Love and Meaning

Wednesday, September 12, 2012 — Week of Proper 18

John Henry Hobart, Bishop of New York, 1830

[Go to http://www.missionstclare.com/english/index.html for an online version of the Daily Office including today’s scripture readings.]

Today’s Readings for the Daily Office

(Book of Common Prayer, p. 983)

Psalms 119:49-72 (morning) // 49, [53] (evening)

Job 29:1, 30:1-2, 16-31

Acts 14:19-28

John 11:1-16

The power of love and the presence of meaning can be stronger than death itself.

We’re reading some of the most exquisite poetry of suffering in this section of Job. Job’s anguish is real at many levels. He suffers physically. His friends have failed him. He has lost family, fortune and his place in community. Yet throughout his lament, his deepest cry is for some sense of meaning within his misery. His cry is to God. Why? His deepest desire is for God to speak to him and to show him the cause of his grief and a purpose behind his anguish. It is essentially the cry of love. He has loved and followed God. Why has God now abandoned him to this? His deepest despair within his suffering is the absence of love and and the loss of meaning.
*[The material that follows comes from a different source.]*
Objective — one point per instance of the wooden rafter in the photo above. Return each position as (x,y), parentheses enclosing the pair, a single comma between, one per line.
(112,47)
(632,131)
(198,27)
Paul, on the other hand, is doing what he loves most. He is spreading the message that has given meaning to his life. It is dangerous work and hard. In Lystra Paul is stoned, dragged out of the city and left for dead. “But when the disciples surrounded him, he got up and went into the city. The next day he went on with Barnabas to Derbe.” Amazing. There is a regenerative power in love and meaningful living.

Finally we read of Jesus learning of Lazarus, “he whom you love is ill.” Jesus recognizes a purpose and meaning in Lazarus’ illness. “This illness does not lead to death; rather it is for God’s glory, so that the Son of God may be glorified through it.” He establishes the foundation upon which Lazarus will be resuscitated from the dead.

Human beings can survive and prevail over great suffering and travail as long as our lives have meaning and love at their core. It is the source of our courage. It is regenerative. And its absence is life threatening.

What meaning inspires our lives? What love regenerates us?